Pengembangan teknologi pulping pada saat ini bertujuan terutama untuk menghasilkan pulp dengan bilangan kappa rendah, sehingga dalam proses pemutihan pulp lebih aman terhadap pencemaran lingkungan. Di antara inovasi teknologi dalam proses pulping tersebut, ada dua jenis teknologi yang bisa dikatakan bersifat revolusif dan sangat aman terhadap lingkungan serta kemungkinan besar bisa memberikan harapan untuk diterapkan dalam skala pabrik di masa depan. Kedua jenis teknologi pulping tersebut adalah proses bio-pulping dan proses organosolv.

ASAM adalah singkatan dari alkaline-sulfite-antrhraquinone-methanol yang pada dasarnya merupakan modifikasi proses pulping konvensional. Proses ini kombinasi antara proses kraft dan proses sulfit.
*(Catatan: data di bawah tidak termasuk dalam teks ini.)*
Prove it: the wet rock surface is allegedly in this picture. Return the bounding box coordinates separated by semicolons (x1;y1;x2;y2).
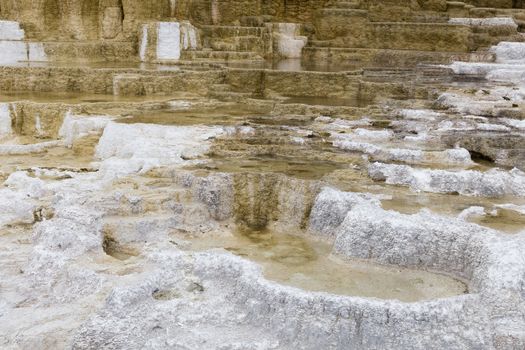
0;1;525;350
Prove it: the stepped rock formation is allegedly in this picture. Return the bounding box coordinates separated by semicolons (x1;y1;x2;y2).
0;1;524;349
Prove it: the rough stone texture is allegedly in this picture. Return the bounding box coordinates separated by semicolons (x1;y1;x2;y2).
368;162;525;197
308;187;382;238
332;204;525;346
0;1;525;349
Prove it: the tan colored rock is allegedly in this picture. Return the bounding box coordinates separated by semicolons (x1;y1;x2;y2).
101;6;123;39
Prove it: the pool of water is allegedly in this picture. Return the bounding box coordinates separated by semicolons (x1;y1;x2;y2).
317;166;525;234
194;154;347;180
0;91;193;104
117;104;268;126
5;61;217;71
188;227;468;302
222;58;366;72
0;134;99;179
283;96;372;107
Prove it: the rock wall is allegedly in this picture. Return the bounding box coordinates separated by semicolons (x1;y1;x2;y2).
175;0;330;25
0;0;166;40
0;0;523;64
463;0;523;8
262;0;330;23
0;0;333;41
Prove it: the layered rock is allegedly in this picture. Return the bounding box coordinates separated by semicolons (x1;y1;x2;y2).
0;1;524;349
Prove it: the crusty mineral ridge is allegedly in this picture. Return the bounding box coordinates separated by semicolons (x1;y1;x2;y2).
0;1;524;350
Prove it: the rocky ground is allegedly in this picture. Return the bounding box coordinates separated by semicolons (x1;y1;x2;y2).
0;1;525;349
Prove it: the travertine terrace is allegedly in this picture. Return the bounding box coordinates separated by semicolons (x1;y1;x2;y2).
0;1;524;349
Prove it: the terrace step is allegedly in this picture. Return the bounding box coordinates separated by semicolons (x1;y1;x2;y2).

Penambahan metanol dan antrakuinon dalam proses ini akan mempercepat proses delignifikasi serta dapat mengurangi degradasi karbohidrat selama proses pulping sehingga rendemen pulp meningkat.

Dibandingkan dengan proses kraft konvensional, proses ASAM memiliki beberapa keunggulan, antara lain dapat mengolah semua jenis kayu, rendemen pulp yang dihasilkan lebih tinggi, pulp yang dihasilkan mudah diputihkan dan mempunyai sifat kekuatan yang prima, serta dapat mengurangi emisi gas sulfur yang terjadi pada proses konvensional.

Organosolv

Proses organosolv adalah proses pemisahan serat dengan menggunakan bahan kimia organik seperti misalnya metanol, etanol, aseton, asam asetat, dan lain-lain. Proses ini telah terbukti memberikan dampak yang baik bagi lingkungan dan sangat efisien dalam pemanfaatan sumber daya hutan.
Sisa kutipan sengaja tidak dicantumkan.